I'm working with this paper: Textural Features Corresponding to Visual Perception, by Tamura, Mori, and Yamawaki. There's a part where you have to calculate neighborhoods of one image (matrix of, for example $256 \times 256$) and those neighborhoods have to be $2^k$ size square.
Step 1: Take averages at every point over neighborhoods whose sizes are powers of two, e.g., $1\times1$, $2\times2$, $\cdots$, $32\times32$. The average over the neighborhood of size $2^k\times2^k$ at the point $(x,y)$ is $$A_k(x,y)=\sum_{i=x-2^{k-1}}^{x+2^{k-1}-1}\sum_{j=y-2^{k-1}}^{y+2^{k-1}-1}f(i,j)\big/2^{2k}$$ where $f(i,j)$ is the gray-level at $(x,y)$.
Ok that's great.
Then I have to calculate a difference:
Step 2: For each point, at each point, take differences between pairs of averages corresponding to pairs of non-overlapping neighborhoods just on opposite sides of the point in both horizontal and vertical orientations. For examples, the difference in the horizontal case is $$E_{k,h}(x,y)=\left|A_k\left(x+2^{k-1},y\right)-A_k\left(x-2^{k-1},y\right)\right|.$$
Let $A(0,0)$ be the point where I want to calculate the difference.

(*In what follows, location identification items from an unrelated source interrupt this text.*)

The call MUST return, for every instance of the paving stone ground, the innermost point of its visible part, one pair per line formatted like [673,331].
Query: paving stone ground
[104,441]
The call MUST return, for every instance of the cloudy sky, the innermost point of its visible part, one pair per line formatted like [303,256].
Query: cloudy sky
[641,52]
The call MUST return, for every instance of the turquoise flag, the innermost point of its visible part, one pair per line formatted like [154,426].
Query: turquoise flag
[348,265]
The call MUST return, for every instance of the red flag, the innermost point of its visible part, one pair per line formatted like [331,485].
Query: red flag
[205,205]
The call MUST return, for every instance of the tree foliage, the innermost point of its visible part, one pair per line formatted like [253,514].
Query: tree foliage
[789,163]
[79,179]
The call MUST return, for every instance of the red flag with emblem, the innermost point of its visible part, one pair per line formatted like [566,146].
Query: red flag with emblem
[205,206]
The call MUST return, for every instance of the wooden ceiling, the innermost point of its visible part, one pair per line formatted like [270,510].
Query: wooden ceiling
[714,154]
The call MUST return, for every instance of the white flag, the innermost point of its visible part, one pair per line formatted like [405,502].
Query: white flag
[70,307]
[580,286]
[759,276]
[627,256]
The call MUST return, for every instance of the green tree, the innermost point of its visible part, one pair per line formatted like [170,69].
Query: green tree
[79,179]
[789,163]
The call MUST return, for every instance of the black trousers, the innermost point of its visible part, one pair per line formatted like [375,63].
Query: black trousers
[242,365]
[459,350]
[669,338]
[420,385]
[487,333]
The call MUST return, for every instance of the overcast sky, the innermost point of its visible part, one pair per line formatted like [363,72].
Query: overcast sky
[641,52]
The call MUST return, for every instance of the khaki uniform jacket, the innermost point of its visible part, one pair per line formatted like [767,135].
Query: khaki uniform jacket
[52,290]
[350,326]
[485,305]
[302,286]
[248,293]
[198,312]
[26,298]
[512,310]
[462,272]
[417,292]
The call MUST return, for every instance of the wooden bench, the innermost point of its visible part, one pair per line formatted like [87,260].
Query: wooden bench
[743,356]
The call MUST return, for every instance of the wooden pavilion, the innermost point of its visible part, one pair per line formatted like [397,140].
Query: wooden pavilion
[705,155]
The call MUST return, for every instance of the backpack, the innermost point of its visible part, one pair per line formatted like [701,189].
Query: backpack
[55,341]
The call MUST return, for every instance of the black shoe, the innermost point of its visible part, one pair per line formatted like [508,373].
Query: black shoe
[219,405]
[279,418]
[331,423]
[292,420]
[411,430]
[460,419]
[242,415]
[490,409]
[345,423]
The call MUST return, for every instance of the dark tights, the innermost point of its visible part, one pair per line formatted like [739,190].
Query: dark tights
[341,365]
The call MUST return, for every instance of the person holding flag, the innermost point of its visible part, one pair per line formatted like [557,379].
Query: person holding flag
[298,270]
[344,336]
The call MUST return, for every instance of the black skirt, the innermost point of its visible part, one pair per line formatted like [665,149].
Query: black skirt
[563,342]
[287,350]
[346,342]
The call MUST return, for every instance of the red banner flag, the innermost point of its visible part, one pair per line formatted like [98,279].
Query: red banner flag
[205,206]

If I use $A(0,0)$, I will go out of bounds on the second member.
Do you think it's an error? There's nothing about the '$h$' parameter anywhere as well.

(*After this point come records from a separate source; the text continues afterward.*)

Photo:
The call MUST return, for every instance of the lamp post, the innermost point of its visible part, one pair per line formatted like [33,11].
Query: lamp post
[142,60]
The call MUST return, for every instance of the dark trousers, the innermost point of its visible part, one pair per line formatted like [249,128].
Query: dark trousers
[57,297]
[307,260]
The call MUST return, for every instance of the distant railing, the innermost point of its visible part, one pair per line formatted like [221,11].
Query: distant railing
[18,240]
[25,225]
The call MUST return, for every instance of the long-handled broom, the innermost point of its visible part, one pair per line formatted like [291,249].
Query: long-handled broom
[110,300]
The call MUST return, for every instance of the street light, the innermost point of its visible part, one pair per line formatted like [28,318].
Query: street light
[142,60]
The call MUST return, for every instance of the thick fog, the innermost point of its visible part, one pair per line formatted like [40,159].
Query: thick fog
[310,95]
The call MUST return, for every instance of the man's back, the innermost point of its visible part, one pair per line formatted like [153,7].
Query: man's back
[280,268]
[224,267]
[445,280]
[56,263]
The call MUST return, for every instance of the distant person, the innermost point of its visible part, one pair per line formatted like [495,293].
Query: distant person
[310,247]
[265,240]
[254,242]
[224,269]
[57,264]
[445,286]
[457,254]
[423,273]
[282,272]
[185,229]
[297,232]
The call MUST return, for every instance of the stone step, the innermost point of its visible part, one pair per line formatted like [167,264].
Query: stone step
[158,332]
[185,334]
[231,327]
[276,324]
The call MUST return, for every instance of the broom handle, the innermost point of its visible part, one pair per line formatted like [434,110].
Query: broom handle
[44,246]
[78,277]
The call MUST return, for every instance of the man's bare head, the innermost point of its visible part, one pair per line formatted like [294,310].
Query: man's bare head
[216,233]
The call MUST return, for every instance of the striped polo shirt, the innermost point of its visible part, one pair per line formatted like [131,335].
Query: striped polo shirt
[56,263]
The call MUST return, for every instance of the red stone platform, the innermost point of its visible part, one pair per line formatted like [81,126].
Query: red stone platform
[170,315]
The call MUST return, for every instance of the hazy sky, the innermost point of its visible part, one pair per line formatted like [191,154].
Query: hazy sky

$k$ could be $0, 1, 2 \dots$
As Michael suggested, $h$ is for horizontal. You'll also have vertical difference $$ E_{k,v}(x,y) = |A_k(x+2^{k-1},y) - A_k(x-2^{k-1},y)| $$ I think that they take $E_k = \max(E_{k,h},E_{k,v})$ and then maximize over $k$.
Yes you will, if $(x,y)$ are close to the boundary. The authors admit as much:
They offer no remedy to the boundary effects. One possible solution is to extend the image to a larger square by setting the color of every exterior pixel equal to the color of the image pixel nearest to it.